| name | browser-history-acset |
| description | Browser History ACSet |
| version | 1.0.0 |
Browser History ACSet
Trit: 0 (ERGODIC - information coordination)
Foundation: PyACSet ↔ ACSets.jl path equivalence verified
Overview
Unified categorical structure for browser history across:
- ChatGPT Atlas (Chromium-based)
- Chrome, Arc, Brave, Firefox, Safari
Uses GF(3) trit classification for browsing behavior analysis.
Schema
┌─────────────────────────────────────────────────────────────┐
│ BrowserHistoryACSet Schema │
├─────────────────────────────────────────────────────────────┤
│ Objects: Browser, URL, Visit, Domain, SearchQuery │
│ │
│ Morphisms: │
│ browser_of: URL → Browser │
│ domain_of: URL → Domain │
│ url_of: Visit → URL │
│ from_visit: Visit → Visit (reflexive, navigation chain) │
│ │
│ Attributes: │
│ browser_name: Browser → String │
│ url_text: URL → String │
│ visit_time: Visit → Int │
│ domain_name: Domain → String │
│ trit: Domain → Int (-1, 0, +1) │
└─────────────────────────────────────────────────────────────┘
Path Equivalence Tests
Verified cross-language compatibility between Python and Julia:
| Operation | Python (PyACSet) | Julia (ACSets.jl) | Match |
|---|---|---|---|
| nparts(A) | 2 | 2 | ✓ |
| subpart(1, :f) | 1 | 1 | ✓ |
| incident(1, :f) | [1] | [1] | ✓ |
| path 1→f→g | 1 | 1 | ✓ |
Key Operations
# Python (PyACSet)
url = acset.subpart(visit_id, "url_of")
domain = acset.path(visit_id, "url_of", "domain_of")
referrers = acset.incident(url_id, "url_of")
# Julia (ACSets.jl)
url = subpart(acs, visit_id, :url_of)
domain = subpart(acs, subpart(acs, visit_id, :url_of), :domain_of)
referrers = incident(acs, url_id, :url_of)

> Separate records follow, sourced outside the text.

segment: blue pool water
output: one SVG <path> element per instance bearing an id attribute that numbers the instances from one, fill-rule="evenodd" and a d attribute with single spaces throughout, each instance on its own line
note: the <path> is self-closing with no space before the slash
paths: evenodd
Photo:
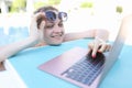
<path id="1" fill-rule="evenodd" d="M 8 34 L 4 33 L 4 29 L 0 26 L 0 46 L 16 41 L 22 41 L 28 36 L 29 36 L 28 26 L 10 26 L 8 29 Z"/>

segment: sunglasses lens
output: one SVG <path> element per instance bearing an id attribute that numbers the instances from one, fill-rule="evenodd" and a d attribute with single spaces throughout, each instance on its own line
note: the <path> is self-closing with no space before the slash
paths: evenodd
<path id="1" fill-rule="evenodd" d="M 46 14 L 46 19 L 47 19 L 48 21 L 55 21 L 55 20 L 56 20 L 56 14 L 55 14 L 55 12 L 47 11 L 47 12 L 45 12 L 45 14 Z"/>
<path id="2" fill-rule="evenodd" d="M 66 20 L 67 20 L 67 13 L 66 13 L 66 12 L 59 12 L 59 13 L 58 13 L 58 18 L 59 18 L 62 21 L 66 21 Z"/>

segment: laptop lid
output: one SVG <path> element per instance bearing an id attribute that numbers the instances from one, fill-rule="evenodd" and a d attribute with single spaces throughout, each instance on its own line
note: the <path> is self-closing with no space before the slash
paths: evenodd
<path id="1" fill-rule="evenodd" d="M 122 21 L 120 28 L 119 28 L 119 32 L 117 34 L 117 37 L 112 44 L 112 47 L 108 54 L 108 56 L 106 57 L 106 63 L 105 63 L 105 68 L 102 70 L 102 75 L 100 78 L 100 82 L 103 80 L 103 78 L 106 77 L 106 75 L 108 74 L 108 72 L 110 70 L 110 68 L 113 66 L 113 64 L 116 63 L 116 61 L 119 58 L 119 55 L 123 48 L 123 45 L 125 43 L 125 38 L 127 38 L 127 30 L 125 30 L 125 25 Z"/>

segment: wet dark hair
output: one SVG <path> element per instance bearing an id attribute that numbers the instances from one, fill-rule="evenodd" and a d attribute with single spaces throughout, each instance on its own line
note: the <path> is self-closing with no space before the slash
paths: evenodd
<path id="1" fill-rule="evenodd" d="M 38 12 L 46 12 L 46 11 L 48 11 L 48 10 L 55 10 L 55 11 L 58 12 L 58 10 L 57 10 L 56 8 L 54 8 L 54 7 L 52 7 L 52 6 L 46 6 L 46 7 L 38 8 L 38 9 L 34 12 L 34 14 L 35 14 L 35 13 L 38 13 Z M 40 26 L 40 24 L 41 24 L 42 21 L 43 21 L 43 18 L 37 19 L 37 28 Z"/>

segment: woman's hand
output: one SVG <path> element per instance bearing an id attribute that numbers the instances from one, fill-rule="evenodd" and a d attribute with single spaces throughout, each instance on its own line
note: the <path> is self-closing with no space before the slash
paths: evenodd
<path id="1" fill-rule="evenodd" d="M 42 22 L 40 23 L 40 25 L 37 25 L 37 20 L 42 19 Z M 40 12 L 36 13 L 32 16 L 31 20 L 31 25 L 30 25 L 30 37 L 36 40 L 37 42 L 40 42 L 41 40 L 43 40 L 43 29 L 45 26 L 45 14 L 44 12 Z"/>
<path id="2" fill-rule="evenodd" d="M 88 47 L 90 48 L 90 51 L 92 51 L 91 56 L 92 58 L 95 58 L 97 52 L 99 53 L 108 52 L 111 48 L 111 45 L 96 37 L 92 42 L 88 44 Z"/>

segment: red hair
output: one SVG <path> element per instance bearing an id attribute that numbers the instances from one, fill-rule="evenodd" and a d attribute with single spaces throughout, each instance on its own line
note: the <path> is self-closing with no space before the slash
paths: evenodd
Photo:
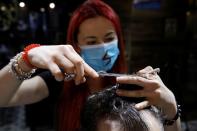
<path id="1" fill-rule="evenodd" d="M 121 26 L 117 14 L 113 9 L 100 0 L 87 0 L 74 13 L 67 32 L 67 42 L 77 50 L 77 33 L 81 23 L 89 18 L 103 16 L 110 20 L 118 36 L 120 55 L 112 69 L 113 72 L 125 73 L 125 47 Z M 62 98 L 58 104 L 58 131 L 76 131 L 80 126 L 80 111 L 89 95 L 85 87 L 76 88 L 75 85 L 65 83 Z"/>

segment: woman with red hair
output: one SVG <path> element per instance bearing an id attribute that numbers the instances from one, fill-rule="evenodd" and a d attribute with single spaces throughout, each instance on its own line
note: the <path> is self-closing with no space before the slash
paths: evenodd
<path id="1" fill-rule="evenodd" d="M 73 13 L 67 42 L 69 45 L 32 44 L 13 58 L 0 72 L 0 106 L 34 103 L 53 96 L 57 101 L 58 131 L 79 130 L 80 112 L 86 98 L 114 84 L 111 78 L 99 77 L 98 72 L 127 71 L 118 16 L 100 0 L 86 1 Z M 36 68 L 49 71 L 30 78 Z M 117 90 L 117 94 L 146 97 L 145 101 L 135 105 L 136 109 L 156 105 L 171 121 L 166 130 L 180 130 L 173 93 L 152 67 L 146 67 L 138 74 L 140 76 L 117 77 L 116 83 L 136 84 L 142 86 L 142 90 Z M 67 80 L 62 81 L 65 76 Z M 5 80 L 9 83 L 5 84 Z"/>

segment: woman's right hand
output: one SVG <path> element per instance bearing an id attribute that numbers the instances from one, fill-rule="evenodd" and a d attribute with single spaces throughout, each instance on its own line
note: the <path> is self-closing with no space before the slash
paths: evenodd
<path id="1" fill-rule="evenodd" d="M 28 58 L 33 66 L 50 70 L 58 81 L 64 79 L 64 73 L 76 74 L 76 84 L 85 82 L 85 76 L 98 77 L 96 71 L 85 63 L 71 45 L 36 47 L 29 50 Z"/>

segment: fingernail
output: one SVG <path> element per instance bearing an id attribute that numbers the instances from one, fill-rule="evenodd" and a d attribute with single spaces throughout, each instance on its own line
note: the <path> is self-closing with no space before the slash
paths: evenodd
<path id="1" fill-rule="evenodd" d="M 118 95 L 121 95 L 121 91 L 119 91 L 119 90 L 116 90 L 116 93 L 117 93 Z"/>

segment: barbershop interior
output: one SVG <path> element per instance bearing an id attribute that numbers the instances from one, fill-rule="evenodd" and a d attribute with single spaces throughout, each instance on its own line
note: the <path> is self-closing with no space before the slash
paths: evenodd
<path id="1" fill-rule="evenodd" d="M 84 1 L 1 0 L 0 67 L 30 43 L 66 44 L 69 19 Z M 197 131 L 197 0 L 103 1 L 120 18 L 129 73 L 160 68 L 181 105 L 182 131 Z M 54 131 L 50 101 L 0 107 L 0 131 Z"/>

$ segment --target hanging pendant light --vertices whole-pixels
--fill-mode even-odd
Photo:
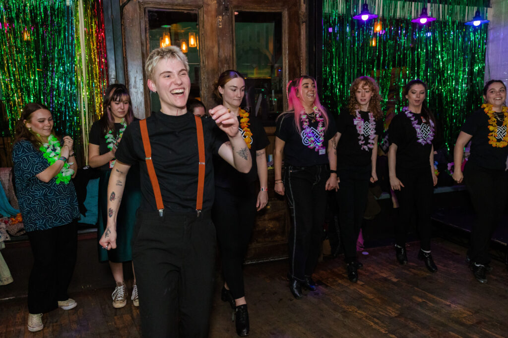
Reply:
[[[470,21],[466,22],[464,24],[467,25],[468,26],[474,26],[475,27],[478,27],[480,25],[483,25],[483,24],[487,23],[489,22],[490,22],[490,20],[483,20],[482,18],[482,15],[480,14],[480,9],[479,9],[476,11],[476,13],[474,13],[474,16],[473,17],[472,20]]]
[[[416,19],[414,19],[411,20],[411,22],[416,22],[417,23],[420,23],[422,25],[424,25],[427,22],[430,22],[431,21],[433,21],[436,19],[435,18],[433,18],[431,16],[429,16],[428,14],[427,14],[427,7],[424,7],[422,9],[422,13],[420,14],[420,16],[419,16]]]
[[[369,5],[367,4],[367,0],[365,3],[362,5],[362,11],[358,15],[355,15],[353,17],[355,20],[361,20],[366,21],[371,19],[375,19],[377,16],[369,12]]]

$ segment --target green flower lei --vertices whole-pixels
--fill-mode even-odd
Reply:
[[[106,139],[106,143],[108,146],[108,149],[109,150],[113,149],[113,145],[116,142],[117,139],[122,138],[123,132],[125,131],[125,128],[127,128],[127,124],[125,123],[125,120],[122,119],[122,122],[120,123],[122,124],[122,128],[118,130],[118,136],[117,137],[115,137],[113,135],[112,130],[110,130],[108,132],[107,134],[104,135],[104,138]]]
[[[39,149],[42,152],[42,156],[48,160],[48,163],[50,166],[60,158],[60,141],[53,134],[49,135],[48,137],[48,142],[43,143]],[[74,173],[74,170],[70,168],[70,165],[73,164],[73,163],[65,163],[64,167],[56,176],[56,184],[59,184],[60,182],[63,182],[66,184],[69,184],[71,181],[71,176]]]

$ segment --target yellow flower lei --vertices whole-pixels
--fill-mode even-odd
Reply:
[[[492,144],[493,147],[502,148],[508,145],[508,132],[506,133],[503,137],[503,140],[501,142],[497,141],[497,122],[496,118],[494,116],[494,111],[492,111],[492,105],[489,104],[482,104],[482,107],[484,108],[484,111],[487,116],[489,117],[489,130],[491,133],[489,133],[489,144]],[[503,106],[503,115],[504,115],[504,119],[503,120],[503,126],[508,128],[508,107]]]
[[[247,144],[247,147],[250,149],[250,143],[252,143],[252,133],[249,129],[249,113],[243,109],[240,109],[240,128],[243,132],[243,140]]]

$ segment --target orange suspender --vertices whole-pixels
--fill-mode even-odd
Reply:
[[[205,188],[205,142],[203,135],[203,125],[201,118],[195,116],[196,120],[196,131],[198,135],[198,150],[199,154],[199,170],[198,174],[198,193],[196,196],[196,210],[198,212],[198,216],[201,214],[201,208],[203,207],[203,194]],[[150,139],[148,137],[148,131],[146,128],[146,120],[142,120],[139,122],[139,127],[141,131],[141,138],[143,139],[143,146],[145,149],[145,160],[146,162],[146,169],[150,176],[150,181],[152,183],[153,194],[155,197],[155,203],[157,209],[158,209],[159,215],[162,217],[164,210],[164,204],[162,201],[162,195],[161,194],[161,188],[159,186],[157,175],[153,167],[153,162],[152,161],[152,149],[150,146]]]

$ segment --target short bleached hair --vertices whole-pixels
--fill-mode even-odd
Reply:
[[[146,77],[153,81],[153,71],[159,61],[163,59],[176,59],[182,62],[187,71],[189,71],[189,63],[180,48],[176,46],[168,46],[167,47],[154,49],[146,58],[145,62],[145,73]]]

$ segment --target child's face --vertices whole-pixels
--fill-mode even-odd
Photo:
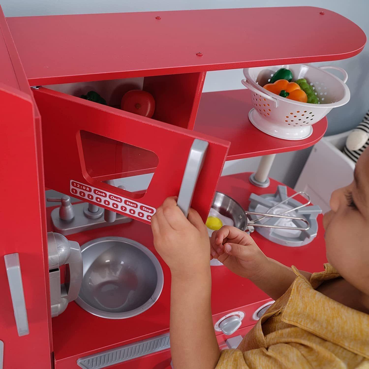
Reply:
[[[355,180],[331,196],[323,220],[328,261],[348,282],[369,293],[369,148],[362,154]]]

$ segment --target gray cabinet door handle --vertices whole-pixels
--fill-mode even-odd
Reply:
[[[209,143],[195,138],[190,150],[177,204],[187,217]]]
[[[23,293],[19,255],[18,252],[15,252],[4,255],[4,258],[5,261],[5,267],[8,275],[8,281],[18,335],[25,336],[30,333],[30,330]]]

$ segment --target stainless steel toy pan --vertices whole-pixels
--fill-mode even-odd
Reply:
[[[286,202],[290,199],[294,197],[296,195],[302,193],[298,193],[292,196],[288,197],[286,200],[281,201],[279,204]],[[308,197],[308,195],[304,193],[304,194]],[[310,200],[306,204],[303,204],[299,208],[306,206],[310,203]],[[277,204],[279,205],[279,204]],[[247,230],[248,226],[252,226],[254,227],[265,227],[269,228],[279,228],[283,229],[290,229],[295,231],[307,231],[310,228],[309,222],[304,218],[300,218],[297,217],[289,217],[283,214],[270,214],[267,213],[257,213],[255,211],[245,211],[242,207],[236,201],[233,200],[229,196],[222,193],[221,192],[216,192],[214,199],[213,200],[211,207],[218,211],[222,215],[230,218],[233,221],[234,225],[237,228],[241,230],[241,231]],[[275,207],[273,207],[273,208]],[[273,208],[271,208],[271,209]],[[297,209],[297,208],[289,210],[289,212],[293,210]],[[270,210],[270,209],[269,209]],[[285,214],[287,214],[287,213]],[[259,215],[261,216],[255,220],[250,220],[247,217],[247,214]],[[282,225],[268,225],[267,224],[262,224],[256,223],[263,219],[265,217],[270,217],[275,218],[281,218],[289,219],[293,219],[295,220],[301,221],[304,222],[307,226],[305,228],[300,227],[289,227]]]
[[[81,247],[82,285],[76,302],[94,315],[130,318],[143,313],[159,298],[163,270],[143,245],[121,237],[104,237]]]

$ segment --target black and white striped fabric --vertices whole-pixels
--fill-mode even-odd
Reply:
[[[361,130],[367,133],[369,133],[369,111],[366,113],[363,121],[358,125],[355,128],[355,130]],[[369,139],[367,140],[366,142],[364,144],[362,147],[358,150],[349,150],[345,145],[344,148],[343,152],[347,155],[349,158],[352,160],[353,160],[355,163],[358,161],[359,157],[362,153],[367,147],[369,146]]]

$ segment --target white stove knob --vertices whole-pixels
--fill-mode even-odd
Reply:
[[[227,336],[234,333],[241,326],[242,320],[238,315],[232,315],[219,323],[220,330]]]

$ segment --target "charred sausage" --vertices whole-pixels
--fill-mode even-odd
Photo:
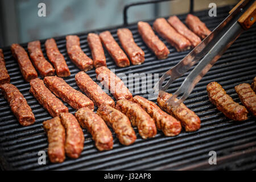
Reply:
[[[180,122],[171,115],[163,111],[155,103],[144,97],[136,96],[133,102],[138,104],[153,118],[156,127],[167,136],[179,135],[181,131]]]
[[[55,40],[53,39],[47,39],[45,46],[48,58],[53,64],[57,76],[65,77],[70,76],[69,69],[63,55],[59,51]]]
[[[136,140],[136,134],[129,119],[119,110],[108,105],[101,105],[97,113],[112,127],[122,144],[128,146]]]
[[[100,151],[113,148],[113,136],[104,121],[87,107],[79,109],[75,114],[81,126],[92,134],[95,145]]]
[[[100,38],[118,67],[126,67],[130,65],[128,57],[109,31],[106,31],[100,33]]]
[[[155,122],[138,104],[126,99],[117,102],[117,109],[126,115],[133,126],[137,126],[139,134],[143,139],[155,137],[156,128]]]
[[[113,107],[115,106],[113,100],[84,72],[80,72],[76,74],[75,79],[80,89],[85,93],[96,106],[99,107],[102,104],[108,104]]]
[[[168,22],[179,34],[189,40],[193,47],[196,47],[201,43],[200,38],[188,29],[176,16],[170,16],[168,19]]]
[[[71,158],[77,159],[84,149],[84,136],[79,123],[71,113],[60,113],[60,122],[65,128],[65,151]]]
[[[35,119],[32,109],[17,88],[12,84],[5,84],[0,86],[0,89],[20,124],[22,126],[33,124]]]
[[[76,35],[66,36],[67,51],[71,61],[80,69],[85,72],[93,67],[93,61],[82,51],[79,38]]]
[[[154,29],[178,52],[190,49],[191,43],[185,37],[179,34],[163,18],[156,19],[153,24]]]
[[[59,117],[47,120],[43,126],[48,137],[48,155],[53,163],[60,163],[65,160],[65,129]]]
[[[181,103],[178,107],[168,107],[166,101],[172,96],[171,94],[163,92],[159,94],[158,97],[158,105],[162,109],[173,115],[180,121],[186,131],[195,131],[201,126],[199,117],[191,110]]]
[[[123,82],[109,69],[102,67],[97,68],[96,72],[98,80],[109,88],[117,100],[122,98],[132,100],[133,95]]]
[[[100,36],[96,34],[90,33],[87,36],[87,41],[92,51],[94,67],[106,67],[106,57]]]
[[[170,53],[169,49],[155,34],[150,25],[146,22],[138,23],[138,31],[144,42],[155,53],[158,59],[166,59]]]
[[[33,64],[39,72],[42,77],[55,75],[55,70],[52,65],[46,60],[41,49],[40,41],[28,43],[27,49]]]
[[[63,78],[56,76],[47,76],[44,78],[44,82],[55,96],[61,98],[75,109],[84,107],[94,109],[93,101],[70,86]]]
[[[256,117],[256,94],[250,84],[242,84],[235,86],[235,90],[242,104]]]
[[[68,113],[68,109],[44,85],[43,80],[36,78],[30,81],[30,93],[53,117],[61,113]]]
[[[10,75],[5,67],[5,57],[3,50],[0,49],[0,85],[5,84],[10,84]]]
[[[195,34],[197,35],[202,39],[205,38],[212,32],[202,22],[200,19],[196,16],[189,14],[187,16],[186,24]]]
[[[131,31],[128,28],[119,28],[117,30],[117,35],[131,63],[136,65],[144,63],[145,53],[135,43]]]
[[[217,82],[212,82],[207,85],[207,89],[210,101],[228,118],[234,121],[247,119],[246,109],[234,102],[221,85]]]
[[[27,52],[20,45],[13,44],[11,47],[13,57],[17,60],[19,69],[24,77],[27,82],[38,77],[35,68],[28,57]]]
[[[251,83],[251,88],[256,93],[256,77],[253,79],[253,82]]]

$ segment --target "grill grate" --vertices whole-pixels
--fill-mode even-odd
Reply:
[[[217,9],[217,17],[209,17],[207,11],[195,14],[212,30],[226,17],[231,7]],[[178,16],[184,22],[186,15]],[[152,25],[152,21],[149,22]],[[132,31],[135,42],[145,52],[145,63],[141,65],[117,68],[105,51],[109,68],[115,73],[160,73],[176,64],[189,51],[177,52],[166,41],[171,53],[167,59],[158,60],[142,42],[135,24],[127,26]],[[110,29],[117,40],[117,29]],[[103,30],[97,31],[99,32]],[[47,158],[47,165],[38,163],[39,151],[47,152],[48,146],[42,122],[51,118],[49,114],[29,93],[30,85],[22,78],[18,64],[11,56],[10,47],[3,48],[6,67],[11,76],[11,83],[20,90],[31,106],[36,117],[34,125],[23,127],[19,125],[11,113],[9,105],[0,94],[0,160],[3,169],[252,169],[256,168],[256,125],[255,118],[249,116],[246,122],[230,122],[209,101],[206,85],[210,81],[220,82],[235,101],[240,102],[234,87],[242,82],[250,83],[256,70],[256,26],[244,32],[229,48],[209,72],[199,82],[184,104],[200,117],[201,128],[192,133],[184,131],[178,136],[164,137],[158,131],[155,138],[142,139],[135,129],[137,140],[130,146],[120,144],[114,136],[113,150],[99,152],[94,146],[91,135],[84,131],[84,151],[76,159],[67,158],[61,164],[51,164]],[[79,34],[81,48],[91,57],[86,40],[88,32]],[[71,76],[64,80],[75,89],[75,81],[80,70],[72,63],[65,49],[65,36],[55,38],[60,51],[64,56]],[[45,40],[42,41],[46,57]],[[27,44],[22,45],[27,50]],[[86,72],[96,81],[95,69]],[[177,79],[167,92],[174,92],[185,77]],[[145,87],[146,82],[136,83],[135,86]],[[147,94],[141,94],[146,97]],[[111,96],[111,95],[110,95]],[[156,102],[156,100],[152,100]],[[67,104],[69,110],[75,110]],[[114,134],[113,133],[113,135]],[[209,165],[208,152],[217,154],[217,165]],[[254,154],[254,155],[252,155]]]

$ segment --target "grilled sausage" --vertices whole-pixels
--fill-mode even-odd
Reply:
[[[84,149],[84,136],[79,123],[71,113],[60,113],[60,121],[66,133],[65,151],[71,158],[77,159]]]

GF(3) Domain Classification
| Trit | Category | Examples | Behavior |
|---|---|---|---|
| +1 | PLUS (Creation) | github.com, ampcode.com, arxiv.org | Building, learning |
| 0 | ERGODIC (Info) | google.com, youtube.com, x.com | Coordination, info |
| -1 | MINUS (Consumption) | amazon.com, netflix.com, reddit.com | Consuming, extracting |
Current Data (ChatGPT Atlas)
╔═══════════════════════════════════════════════════════════════╗
║ Browser History ACSet ║
╠═══════════════════════════════════════════════════════════════╣
║ Browser : 3 parts ║
║ URL : 4529 parts ║
║ Visit : 8569 parts ║
║ Domain : 511 parts ║
║ SearchQuery : 36 parts ║
║ Download : 41 parts ║
╠═══════════════════════════════════════════════════════════════╣
║ GF(3) Sum : 13 ║
╚═══════════════════════════════════════════════════════════════╝
Top Domains:
[+] github.com : 1066 visits (creation)
[○] mermaid.live : 655 visits (coordination)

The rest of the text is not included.